Peut-on faire l'école à la maison ?
En bref
Oui, mais uniquement sur autorisation, et seulement pour des motifs précis (santé, handicap, sport/art intensif, éloignement géographique, ou projet éducatif spécifique).
Dernière mise à jour : · Sources : Légifrance (art. L131-2, art. L131-5, art. R131-11-8, art. L131-10-1, art. L131-5-1, art. D131-11-10, art. R131-11, art. L131-11-1)

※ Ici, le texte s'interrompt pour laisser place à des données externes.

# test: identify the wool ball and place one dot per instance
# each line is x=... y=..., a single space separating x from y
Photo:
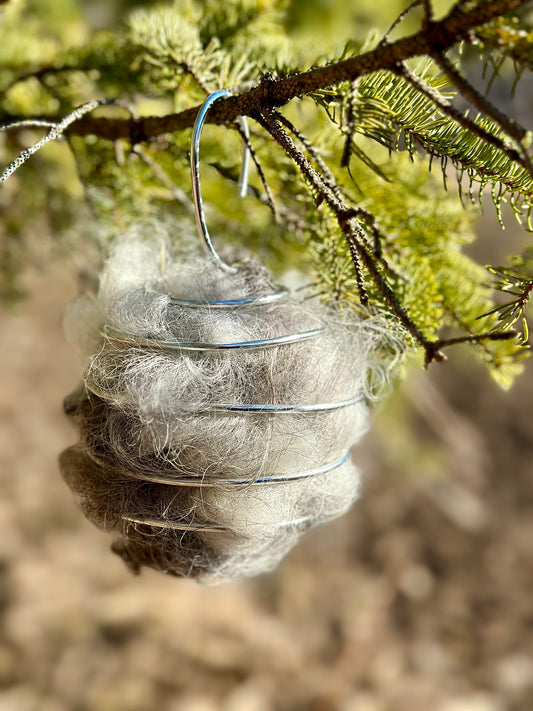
x=184 y=480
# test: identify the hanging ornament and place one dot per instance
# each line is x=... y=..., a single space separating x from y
x=217 y=409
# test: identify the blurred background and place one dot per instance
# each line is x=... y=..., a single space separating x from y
x=419 y=599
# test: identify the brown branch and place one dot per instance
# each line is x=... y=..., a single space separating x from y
x=345 y=216
x=271 y=93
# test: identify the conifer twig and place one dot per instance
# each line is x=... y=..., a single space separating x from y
x=432 y=40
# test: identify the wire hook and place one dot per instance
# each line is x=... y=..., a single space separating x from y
x=195 y=171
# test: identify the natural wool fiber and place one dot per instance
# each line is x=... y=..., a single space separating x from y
x=144 y=417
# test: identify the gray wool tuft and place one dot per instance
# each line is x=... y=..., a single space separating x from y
x=146 y=419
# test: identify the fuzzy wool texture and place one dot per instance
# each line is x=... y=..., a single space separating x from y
x=143 y=411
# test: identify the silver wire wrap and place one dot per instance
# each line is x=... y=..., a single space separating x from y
x=127 y=339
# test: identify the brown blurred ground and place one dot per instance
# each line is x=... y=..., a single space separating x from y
x=418 y=600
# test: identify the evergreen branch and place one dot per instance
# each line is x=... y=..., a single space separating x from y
x=345 y=218
x=464 y=120
x=509 y=42
x=271 y=93
x=509 y=126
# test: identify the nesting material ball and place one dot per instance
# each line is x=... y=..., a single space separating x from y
x=172 y=460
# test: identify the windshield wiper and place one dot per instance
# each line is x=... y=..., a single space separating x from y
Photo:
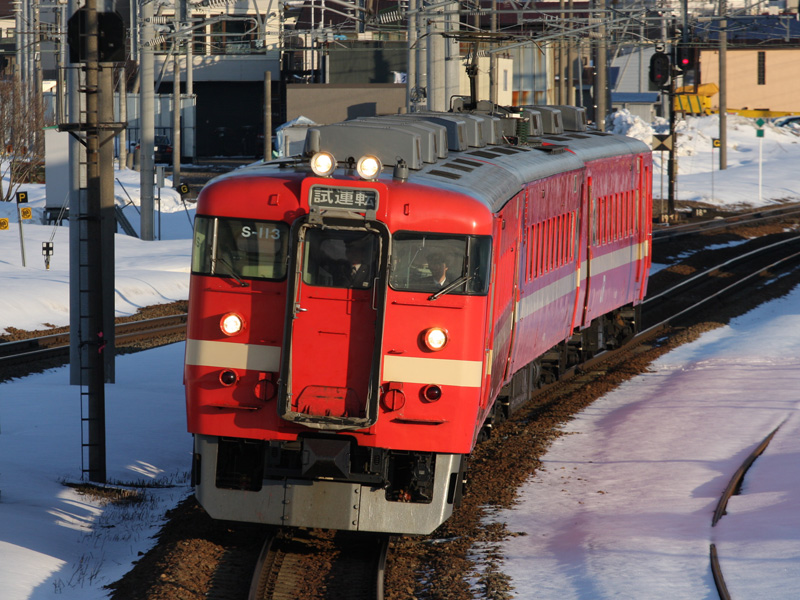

L'instruction en famille est possible, sous conditions
En principe, l'instruction obligatoire se fait dans une école ou un établissement, public ou privé. Par exception, elle peut être donnée à la maison, par les parents ou une personne de leur choix, mais uniquement avec une autorisation (art. L131-2, art. L131-5).
Les motifs autorisés
L'autorisation n'est accordée que pour l'un de ces motifs (art. L131-5) :
- L'état de santé de l'enfant ou son handicap ;
- La pratique d'activités sportives ou artistiques intensives ;
- L'itinérance de la famille en France, ou l'éloignement géographique de toute école ;
- Un projet éducatif propre à l'enfant, à condition de prouver que la personne qui va l'instruire en a la capacité (avec un dossier écrit et l'engagement d'enseigner majoritairement en français).
Comment faire la demande
- La demande se fait auprès du directeur académique des services de l'éducation nationale, entre le 1er mars et le 31 mai précédant l'année scolaire concernée (art. R131-11).
- En dehors de cette période, une demande reste possible si le motif apparaît plus tard (santé, handicap, éloignement) (art. R131-11).
- Si l'administration ne répond pas dans les deux mois, l'autorisation est considérée comme accordée (art. L131-5).
- L'autorisation est en principe valable pour une année scolaire, sauf pour motif de santé où elle peut durer plus longtemps (art. L131-5).
En cas de refus
Un refus peut être contesté dans les 15 jours suivant sa notification, devant une commission présidée par le recteur d'académie (art. L131-5, art. D131-11-10).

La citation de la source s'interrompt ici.